Al cambiar la posición de su pulgar y la alineación de su muñeca, Miller puede manipular ligeramente el movimiento vertical y horizontal de su slider. El suyo es más vertical que la mayoría, pero ahora puede hacer que se desvíe más hacia afuera de los diestros y hacia adentro de los zurdos a voluntad. Experimentó con esto en 2024, cuando pasó de abridor a relevista a tiempo completo con los Athletics y terminó cuarto en la votación al Novato del Año de la Liga Americana. Mejoró su técnica en 2025, registrando una efectividad de 2.63 y un WHIP de 0.91. Y podría haberlo dominado en 2026.
"Ayuda mucho poder lanzar la bola baja a los zurdos y alejarla de los diestros", dijo Miller. "Casi se convierte en dos pitcheos distintos".
Miller ha participado en 50 juegos (incluidos los playoffs) desde que los Padres intercambiaron a su mejor prospecto, el campocorto Leo De Vries, para adquirirlo de los Athletics en julio pasado. Un total de 47 de esos juegos han sido sin permitir carreras. Antes de conceder una carrera con dos sencillos el viernes —se había encontrado con una desventaja de 4-0 porque llevaba una semana sin lanzar—, las únicas carreras que se le anotaron a Miller esta temporada fueron producto de un lanzamiento errático en un intento de robo de base y una decisión polémica tras un toque de bola.
Su participación ha reflejado el éxito de su equipo. Cuando los Padres comenzaron la temporada con fuerza y lograron una ventaja de medio juego sobre los Dodgers para el 18 de mayo, Miller terminó 20 de sus 29 victorias. Desde entonces, su récord es de sólo 4-13; su rotación inestable y su ofensiva en declive finalmente les están pasando factura, y Miller solo ha aparecido cinco veces.
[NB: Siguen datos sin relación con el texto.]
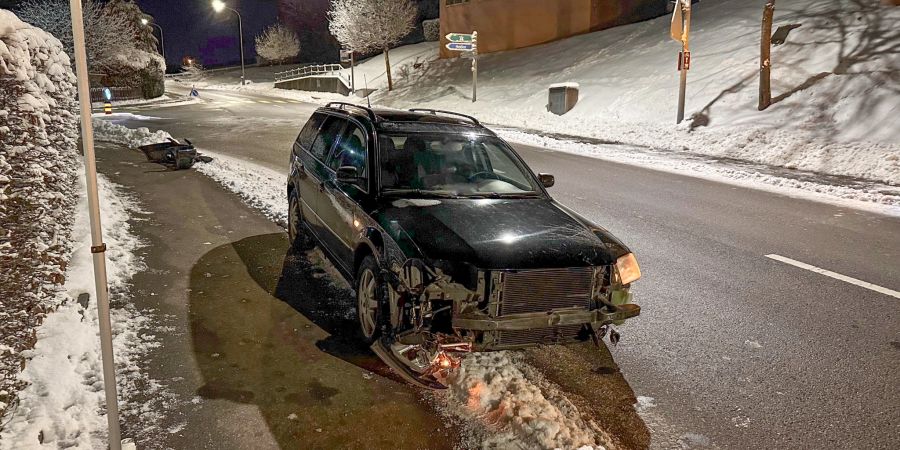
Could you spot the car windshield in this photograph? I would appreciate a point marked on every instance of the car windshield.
(447, 164)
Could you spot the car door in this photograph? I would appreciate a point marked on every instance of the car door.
(339, 206)
(316, 173)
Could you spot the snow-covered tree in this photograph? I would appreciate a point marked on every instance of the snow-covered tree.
(365, 25)
(142, 35)
(277, 43)
(106, 34)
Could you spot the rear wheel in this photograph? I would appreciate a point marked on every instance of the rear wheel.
(297, 233)
(370, 295)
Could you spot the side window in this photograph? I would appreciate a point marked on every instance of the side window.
(308, 134)
(327, 135)
(351, 150)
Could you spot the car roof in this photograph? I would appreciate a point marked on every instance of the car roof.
(408, 120)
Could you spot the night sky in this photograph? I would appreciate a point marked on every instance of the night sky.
(192, 28)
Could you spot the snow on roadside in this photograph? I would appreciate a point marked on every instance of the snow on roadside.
(63, 405)
(505, 403)
(260, 187)
(106, 130)
(878, 198)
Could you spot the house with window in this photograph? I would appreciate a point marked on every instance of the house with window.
(510, 24)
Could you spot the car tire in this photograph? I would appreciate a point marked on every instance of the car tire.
(298, 235)
(371, 299)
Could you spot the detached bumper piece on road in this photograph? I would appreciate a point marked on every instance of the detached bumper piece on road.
(173, 154)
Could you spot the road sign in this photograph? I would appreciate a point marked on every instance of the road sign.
(684, 61)
(459, 37)
(461, 46)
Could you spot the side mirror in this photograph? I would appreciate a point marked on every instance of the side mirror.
(546, 179)
(347, 174)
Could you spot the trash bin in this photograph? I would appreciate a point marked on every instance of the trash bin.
(563, 97)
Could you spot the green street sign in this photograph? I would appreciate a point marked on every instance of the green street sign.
(459, 37)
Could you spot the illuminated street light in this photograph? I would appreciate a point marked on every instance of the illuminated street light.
(162, 40)
(219, 6)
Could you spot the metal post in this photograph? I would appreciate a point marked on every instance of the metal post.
(162, 39)
(685, 48)
(474, 66)
(98, 248)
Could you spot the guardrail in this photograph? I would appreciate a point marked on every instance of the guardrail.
(118, 93)
(307, 71)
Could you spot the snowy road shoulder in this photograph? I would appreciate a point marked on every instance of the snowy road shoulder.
(871, 197)
(64, 402)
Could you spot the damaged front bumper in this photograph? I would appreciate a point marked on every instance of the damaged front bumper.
(553, 327)
(595, 318)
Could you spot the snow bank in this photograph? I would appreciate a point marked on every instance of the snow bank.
(869, 196)
(38, 162)
(62, 406)
(106, 130)
(835, 84)
(505, 403)
(260, 187)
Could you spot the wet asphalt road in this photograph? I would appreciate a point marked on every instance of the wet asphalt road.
(258, 349)
(735, 349)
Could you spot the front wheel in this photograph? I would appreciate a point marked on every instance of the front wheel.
(297, 235)
(370, 294)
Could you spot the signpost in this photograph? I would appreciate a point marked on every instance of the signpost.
(468, 43)
(681, 31)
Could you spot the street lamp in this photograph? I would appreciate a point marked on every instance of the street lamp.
(218, 6)
(162, 40)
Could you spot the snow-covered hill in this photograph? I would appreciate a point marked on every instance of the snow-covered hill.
(836, 85)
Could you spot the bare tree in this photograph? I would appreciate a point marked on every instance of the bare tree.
(277, 43)
(106, 34)
(365, 25)
(765, 57)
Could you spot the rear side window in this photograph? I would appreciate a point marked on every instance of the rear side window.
(328, 133)
(308, 134)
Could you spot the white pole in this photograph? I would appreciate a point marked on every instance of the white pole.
(98, 248)
(241, 34)
(685, 48)
(474, 66)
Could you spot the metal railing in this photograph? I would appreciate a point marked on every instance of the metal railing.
(118, 93)
(308, 71)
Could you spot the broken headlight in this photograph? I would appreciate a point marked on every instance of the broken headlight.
(628, 269)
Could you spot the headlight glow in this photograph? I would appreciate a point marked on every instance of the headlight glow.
(628, 269)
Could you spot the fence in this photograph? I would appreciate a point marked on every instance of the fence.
(118, 93)
(320, 69)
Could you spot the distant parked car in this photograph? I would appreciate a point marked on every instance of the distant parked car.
(452, 242)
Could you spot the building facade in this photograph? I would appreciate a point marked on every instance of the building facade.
(510, 24)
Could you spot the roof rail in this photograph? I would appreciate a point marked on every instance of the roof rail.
(436, 111)
(345, 105)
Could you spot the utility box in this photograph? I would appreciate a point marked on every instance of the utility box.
(563, 97)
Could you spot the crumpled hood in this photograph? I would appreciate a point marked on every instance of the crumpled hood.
(498, 234)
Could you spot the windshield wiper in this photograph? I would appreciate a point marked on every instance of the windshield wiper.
(421, 193)
(503, 195)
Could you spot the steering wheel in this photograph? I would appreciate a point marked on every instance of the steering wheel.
(484, 174)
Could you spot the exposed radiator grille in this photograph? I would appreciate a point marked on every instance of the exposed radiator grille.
(552, 335)
(541, 290)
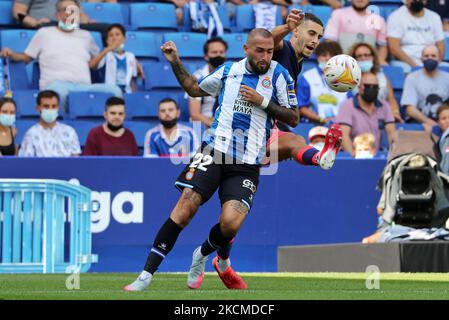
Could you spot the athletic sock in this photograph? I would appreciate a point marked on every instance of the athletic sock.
(308, 156)
(215, 241)
(163, 243)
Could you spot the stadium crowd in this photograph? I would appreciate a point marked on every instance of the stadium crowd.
(105, 89)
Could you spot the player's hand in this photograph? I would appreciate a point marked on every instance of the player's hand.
(170, 51)
(294, 19)
(6, 53)
(251, 95)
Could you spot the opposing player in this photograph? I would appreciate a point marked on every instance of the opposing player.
(251, 93)
(307, 31)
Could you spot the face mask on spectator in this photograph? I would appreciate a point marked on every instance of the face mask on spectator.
(366, 65)
(67, 26)
(370, 92)
(168, 124)
(416, 6)
(49, 115)
(364, 155)
(217, 61)
(122, 47)
(7, 120)
(114, 128)
(430, 64)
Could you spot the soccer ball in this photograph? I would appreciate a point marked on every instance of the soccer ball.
(342, 73)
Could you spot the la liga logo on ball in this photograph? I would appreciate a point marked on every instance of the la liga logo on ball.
(266, 82)
(342, 73)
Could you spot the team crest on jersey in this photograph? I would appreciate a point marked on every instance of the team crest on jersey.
(190, 174)
(266, 82)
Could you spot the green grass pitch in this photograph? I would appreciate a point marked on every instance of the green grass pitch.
(262, 286)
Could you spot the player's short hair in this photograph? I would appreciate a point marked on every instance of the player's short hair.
(311, 17)
(365, 139)
(118, 26)
(77, 3)
(444, 106)
(114, 101)
(355, 47)
(212, 40)
(46, 94)
(333, 48)
(261, 32)
(5, 100)
(168, 100)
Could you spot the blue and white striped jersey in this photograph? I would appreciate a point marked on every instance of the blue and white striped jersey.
(241, 129)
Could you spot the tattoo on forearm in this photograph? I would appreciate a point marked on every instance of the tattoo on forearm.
(192, 197)
(239, 206)
(287, 115)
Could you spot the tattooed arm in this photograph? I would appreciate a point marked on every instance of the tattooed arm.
(188, 82)
(289, 116)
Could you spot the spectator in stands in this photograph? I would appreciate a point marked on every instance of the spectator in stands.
(317, 136)
(334, 4)
(318, 102)
(411, 28)
(111, 138)
(8, 133)
(368, 60)
(356, 24)
(170, 139)
(364, 113)
(48, 137)
(64, 53)
(201, 109)
(426, 89)
(365, 146)
(121, 67)
(37, 13)
(443, 143)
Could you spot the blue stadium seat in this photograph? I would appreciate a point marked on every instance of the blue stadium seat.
(87, 104)
(235, 43)
(16, 40)
(26, 103)
(22, 127)
(82, 128)
(143, 104)
(104, 12)
(409, 126)
(98, 39)
(396, 76)
(6, 18)
(189, 44)
(446, 52)
(140, 128)
(153, 16)
(142, 44)
(159, 75)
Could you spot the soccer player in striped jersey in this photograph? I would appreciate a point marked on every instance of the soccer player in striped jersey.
(252, 93)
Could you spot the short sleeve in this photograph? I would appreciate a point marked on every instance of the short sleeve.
(332, 28)
(344, 114)
(409, 93)
(395, 26)
(285, 90)
(212, 83)
(34, 48)
(303, 92)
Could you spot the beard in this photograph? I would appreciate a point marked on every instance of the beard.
(256, 68)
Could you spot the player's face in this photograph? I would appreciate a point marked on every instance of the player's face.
(307, 37)
(168, 111)
(114, 36)
(259, 52)
(443, 120)
(8, 108)
(115, 115)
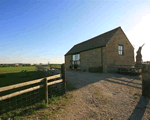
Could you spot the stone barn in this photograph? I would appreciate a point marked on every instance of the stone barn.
(109, 48)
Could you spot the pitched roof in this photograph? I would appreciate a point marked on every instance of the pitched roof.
(98, 41)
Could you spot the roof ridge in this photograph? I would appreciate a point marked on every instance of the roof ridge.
(98, 35)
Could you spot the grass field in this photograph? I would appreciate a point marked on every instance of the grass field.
(16, 69)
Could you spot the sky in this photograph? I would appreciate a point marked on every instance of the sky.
(38, 31)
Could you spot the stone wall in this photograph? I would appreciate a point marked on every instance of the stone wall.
(113, 58)
(90, 58)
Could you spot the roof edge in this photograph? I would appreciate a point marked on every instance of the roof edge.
(85, 50)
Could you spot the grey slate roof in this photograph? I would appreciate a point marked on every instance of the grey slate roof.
(98, 41)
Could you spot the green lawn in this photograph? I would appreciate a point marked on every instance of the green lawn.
(54, 65)
(16, 69)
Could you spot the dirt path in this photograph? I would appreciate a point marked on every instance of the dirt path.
(104, 97)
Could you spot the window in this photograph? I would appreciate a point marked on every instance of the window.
(120, 49)
(76, 59)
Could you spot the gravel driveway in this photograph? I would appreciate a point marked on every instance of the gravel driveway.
(101, 96)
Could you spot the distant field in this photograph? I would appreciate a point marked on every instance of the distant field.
(16, 69)
(54, 65)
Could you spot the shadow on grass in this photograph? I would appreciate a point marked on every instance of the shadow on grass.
(19, 77)
(140, 109)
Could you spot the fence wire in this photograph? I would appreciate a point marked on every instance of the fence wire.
(30, 98)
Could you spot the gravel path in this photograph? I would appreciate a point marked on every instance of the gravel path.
(105, 96)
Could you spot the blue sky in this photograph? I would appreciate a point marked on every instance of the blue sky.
(38, 31)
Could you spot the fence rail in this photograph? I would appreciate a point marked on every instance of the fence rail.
(43, 87)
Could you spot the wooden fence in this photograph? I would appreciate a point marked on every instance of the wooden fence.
(44, 89)
(125, 68)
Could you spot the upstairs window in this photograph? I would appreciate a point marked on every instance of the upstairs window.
(76, 59)
(120, 49)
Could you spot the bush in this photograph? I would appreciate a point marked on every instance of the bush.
(96, 69)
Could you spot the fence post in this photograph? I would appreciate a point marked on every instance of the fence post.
(146, 80)
(46, 90)
(63, 75)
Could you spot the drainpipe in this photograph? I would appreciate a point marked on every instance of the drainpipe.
(102, 57)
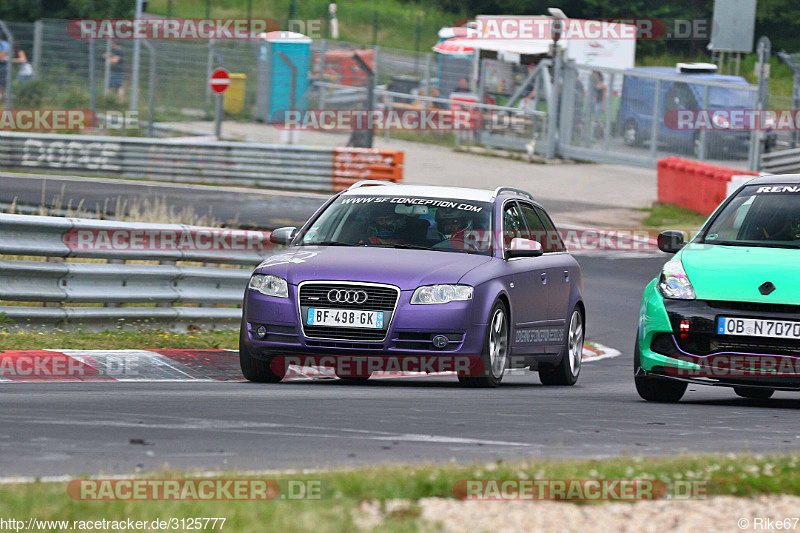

Las expectativas de que ganara el premio Cy Young tras un primer mes histórico se han desvanecido.
Miller comenzó la temporada ponchando a 19 de 24 y a 27 de 38 bateadores. En abril, sólo permitió que nueve de 54 bateadores llegaran a base. En mayo, cuando las bases por bolas se hicieron más frecuentes, la cifra fue de 12 de 42. Niebla suele decir que "pasó de histórico a grandioso", lo que suele reflejar las fluctuaciones de Miller. Cuando se le abren las puertas del bullpen, sus batallas suelen ser internas. No compite tanto contra un bateador como contra su propia mecánica o contra su propia autocomplacencia.
"Es el espíritu competitivo que todos llevamos dentro", dijo Miller. Siempre podemos mejorar un poco, siempre podemos perfeccionar nuestro juego. Es una temporada larga. El dominio en una parte de ella puede verse fácilmente eclipsado por la falta de dominio en otra. La consistencia es lo que marca la diferencia.
En Miller, Niebla ve a un lanzador que se ha vuelto más disciplinado en su preparación y más consciente de su mecánica de lanzamiento, lo que le permite hacer ajustes rápidos cuando algo sale mal. Esto lo ha llevado a niveles de dominio pocas veces vistos.
El ERA ajustado, o ERA+, tiene en cuenta factores externos para normalizar la estadística en toda la liga, siendo 100 el promedio. Un jugador con un ERA+ de 150 —un 50 por ciento mejor que el promedio de la liga— se considera de élite. El mejor ERA+ de la historia pertenece al cerrador del Salón de la Fama, Mariano Rivera, con una marca de 205 en su carrera.
Este año, el ERA+ de Miller es de 404.
"Es muy reconfortante tenerlo entrando al final de los juegos", dijo el manager de los Padres, Craig Stammen, quien también fue relevista. "Me siento muy optimista sobre cómo terminará el juego. ¿Será perfecto toda la temporada? No lo sé. Los humanos no somos perfectos".
Pero ningún humano lanza como Mason Miller, y ningún robot puede hacerlo tampoco.